The vibrant floral covers of The Life and Errors of John Dunton and Narrative of a Forced Journey through Spain and France as a Prisoner of War visually present celebratory bouquets to the men whose military and literary achievements are praised within the pages. However, in a preface to The Life and Correspondence of Robert Southey, his son Charles shares that the bindings chosen by his sisters were “sometimes contriving a sly piece of satire at the contents of some well-known author by their choice of its covering.” For that reason, there is room for consideration of these floral bindings as more ironic commentary by these women toward men who write self-congratulatory autobiographies.

Cottonian bindings

Cottonian bindings

Cottonian bindings do more than uniquely present some of Robert Southey’s extensive collection, speak to the range of costs of bookbinding, or illustrate the role of young women in off-market book production near the beginning of the 19th century. For instance, The Life and Errors of John Dunton is marked with Robert Southey’s name at the bottom of the title page. Yet these volumes were not identified in Southey’s library by his name or even the label with the work’s title pasted to the spine. They became known by the cloth binding the daughters chose, affirmed by how they are referred to by their binding even now. Women rebound, even began to reclaim, these works by physically preserving and aesthetically making the books known by the bindings they fixed to the books.

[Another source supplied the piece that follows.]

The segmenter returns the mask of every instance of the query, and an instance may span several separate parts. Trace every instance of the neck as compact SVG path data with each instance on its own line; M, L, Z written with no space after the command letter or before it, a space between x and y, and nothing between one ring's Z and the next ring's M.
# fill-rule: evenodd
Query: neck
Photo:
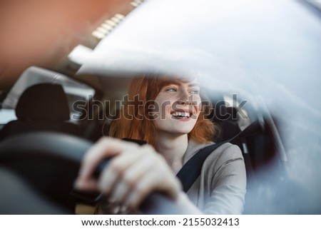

The social influence of Cottonian bindings did not remain in the space of Southey’s library. According to Michael Sadleir, the bindings made such an impression on the influential literary figures who passed through the Southey library that publishers were inspired to produce their own cloth bindings with embossed floral work and elaborate designs into their books. With this, a female-driven means of thriftily reinforcing book bindings in the space of a home library made its way into the commercial realm of publishing.

If Sadleir’s argument stands, Cottonian bindings are direct precursors to the highly decorative bindings I was familiar with before. Not only are Cottonian fabric covers highly variable and beautiful, providing commentary on the texts within them, they also facilitate consideration from a range of critical angles. Through these bindings, the Southey influence stretches beyond the messaging and technical influence of Robert’s poems into and beyond the unique, re-covered containers of the wide range of books he owned.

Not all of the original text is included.